What's more amazing is
that even though everybody in town's in the parade, people are still
lined 6 deep along the street to see it. That's because 10,000 or more
people come from all around the country to experience this remarkable
event,
Naturally
we have jets fly over and there are floats of all types.
Someone
loaded a bunch of kids on a pontoon boat; the ice hockey team rode
their Zamboni; there's always an old Prospector or two handing out
'honest-to-God gold' samples to the tourists; several ladies always pay
tribute to the original denizens of 'Popcorn Alley', the old red light
section of town; this year we had a ragtag New Orleans funeral marching
band; and as usual we salute 'Men Who Can't Dance' who come variously
themed as Elvis or Michael Jackson and dance down the street as only
men can't.
After
the parade most folks make their way over to the Town Park where the
firemen serve up a delectable meal of that roast of beef, potato salad,
baked beans, corn on the cob and watermelon.
The
past few years we've not braved the crowds at the park but have opted
for a smaller pot-luck at the Elks Club.

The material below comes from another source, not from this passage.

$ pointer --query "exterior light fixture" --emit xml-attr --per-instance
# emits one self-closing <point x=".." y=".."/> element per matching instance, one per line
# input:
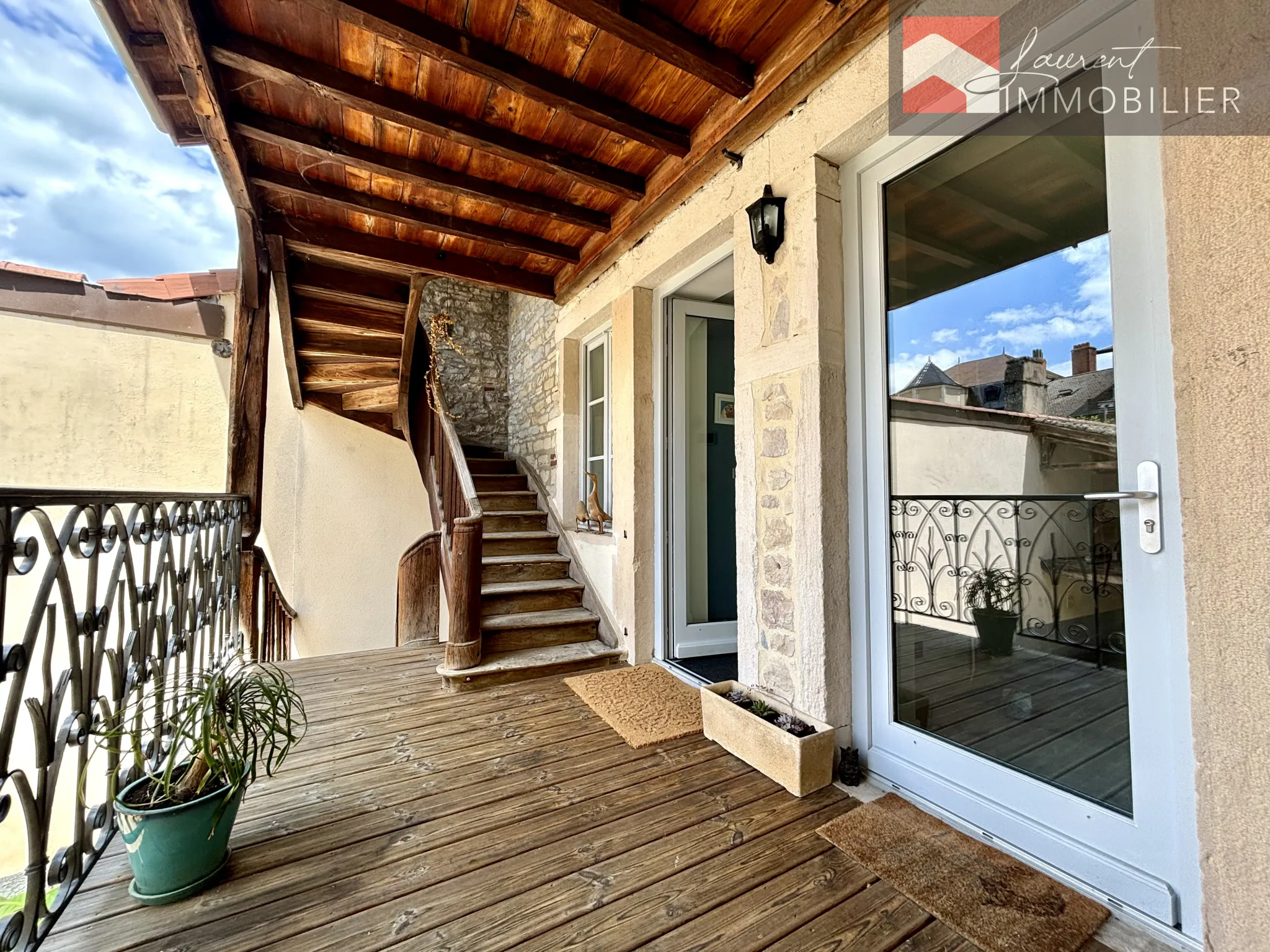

Many old-timers who come back
to town for this day gather to visit, reminisce and remember those who
passed on. 
While
many cities did without this year due to a plant explosion in China
that destroyed a good portion of the world's supply of firecrackers,
Telluride Firemen order their stock a year in advance so
there was no shortage in this spectacular display.
If
you're looking for a great place to celebrate next 4th of July, bring
your family to enjoy a healthy slice of small-town American
Independence Day. I saw Leon Russell perform the night before, Jonny
Lang gave a FREE performance the day after, most everything is FREE
except the BBQ, which'l set ya back $12 bucks. Come on up. It's a great
time and you'll make memories that'll last a lifetime.